A-League clubs and Professional Footballers Australia, backed by state federations, NPL clubs and FIFA finally managed to wrest power from the Lowy family at an Extraordinary General Meeting of the FFA Congress on Tuesday.

And after getting a majority vote to change the constitution and open up voting to give clubs, players and women's football a bigger say, the Congress then voted to radically overhaul the A-League.

From next season in 2019, the A-League will split off from the FFA and become a standalone body working under licence from the FFA.

Congress voted unanimously for the A-League revamp to be ready to roll out by the end of March next year.

But the massive shift has now put the planned expansion of the A-League in doubt.

A decision on the winning bids was set to be announced on October 31 - but in the immediate wake of the FFA Congress vote, A-League clubs privately admitted the announcement or even expansion itself could now be delayed.



Today FFA Head of A-League Greg O'Rourke admitted the expansion timetable is hanging in the balance.

But he insisted expansion WILL still go ahead...but, at the moment, no-one quite knows when.

He is set to present his team's final report on the expansion options to a board meeting on October 16 where a final decision was expected to be made on which specific bids would get the green light.
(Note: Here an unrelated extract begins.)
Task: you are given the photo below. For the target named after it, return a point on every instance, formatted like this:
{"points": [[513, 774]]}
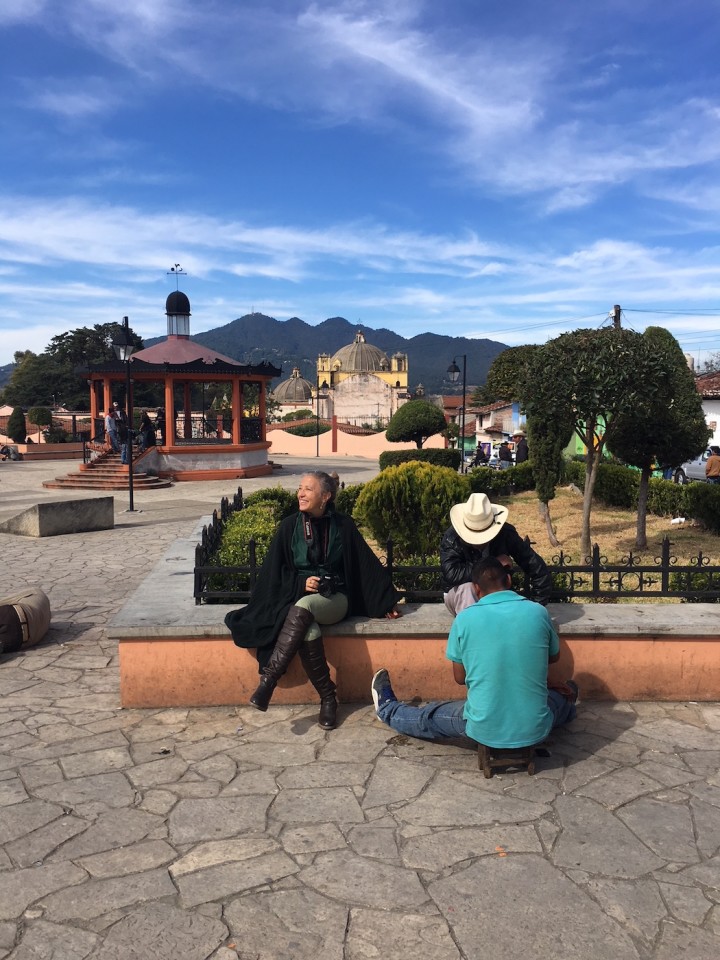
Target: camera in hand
{"points": [[326, 587]]}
Now though, the decision will be on whether or not the board should even make that decision.

With a new FFA chairman and likely new board directors to be voted in at the next annual general meeting, the current board may opt to leave the crucial expansion decision to the new directors.

However any new board may yet decide to put a halt on expansion until the new A-League body has been set up next year.

Or else the current board may still decide to go ahead with a decision which has been in the planning for the last two years, with clubs around the country investing heavily in their bids and proposals based on entering the A-League next season.